5. D'autre part, aux termes de l'article 1er de l'accord du 15 avril 2016 susvisé : " Les Parties créent un programme " vacances-travail " (ci-après dénommé " le Programme ") destiné à autoriser de jeunes ressortissants F française et des Etats-Unis mexicains à entrer et séjourner temporairement sur le territoire de l'autre Etat, à titre individuel, dans le but d'y passer des vacances, en ayant la possibilité d'y exercer, à titre accessoire, une activité rémunérée afin de compléter les moyens financiers dont ils disposent pendant la durée de séjour autorisée (dans la limite de validité du visa français ou du titre migratoire mexicain), conformément au présent Accord ". Aux termes de l'article 4 dudit accord : " () / 3. Les ressortissants mexicains qui séjournent dans le cadre du présent Programme sur le territoire français tel que défini à l'article 4, paragraphe 1 du présent Accord, ne peuvent solliciter un titre de séjour afin de se maintenir sur ce territoire. () ".

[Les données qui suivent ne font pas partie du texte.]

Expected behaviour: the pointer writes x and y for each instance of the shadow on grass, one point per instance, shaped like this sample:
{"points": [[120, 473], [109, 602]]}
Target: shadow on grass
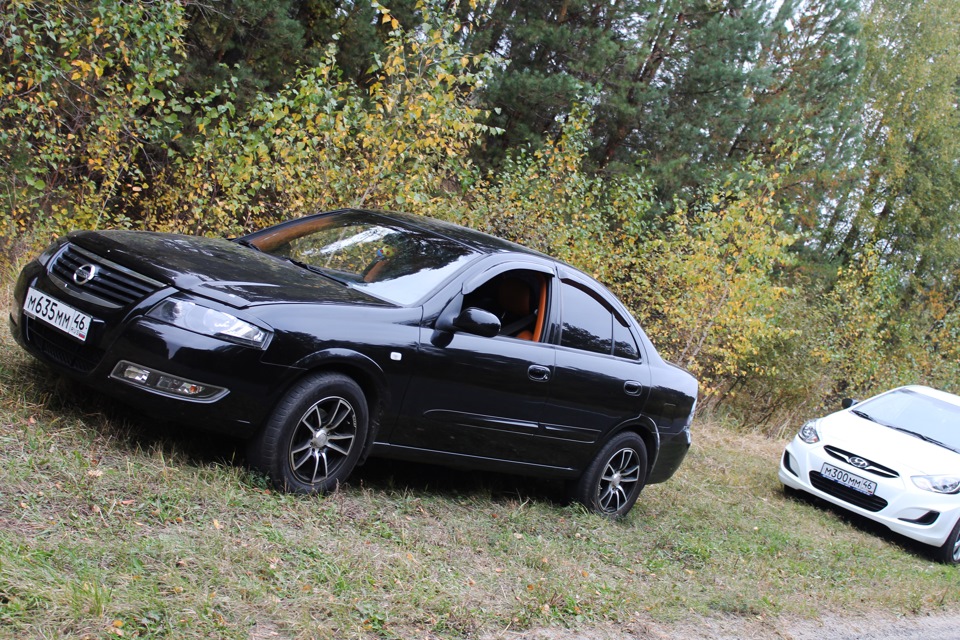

6. Il ressort des termes mêmes de la décision attaquée que pour rejeter la demande de titre de séjour de M. C A, le préfet s'est fondé sur les stipulations précitées, qui font obstacle à ce qu'un ressortissant mexicain puisse solliciter un titre de séjour afin de se maintenir sur le territoire français après y avoir séjourné dans le cadre du programme " vacances-travail " créé par l'accord susvisé. En se bornant à soutenir que, justifiant d'un contrat à durée indéterminée depuis le 1er août 2023, il a établi l'ensemble de ses liens professionnels en France, l'intéressé ne conteste pas utilement ce motif, qui suffit à fonder la décision attaquée. Par suite, le moyen tiré de la méconnaissance des dispositions de l'article L. 421-1 du code de l'entrée et du séjour des étrangers et du droit d'asile doit être écarté.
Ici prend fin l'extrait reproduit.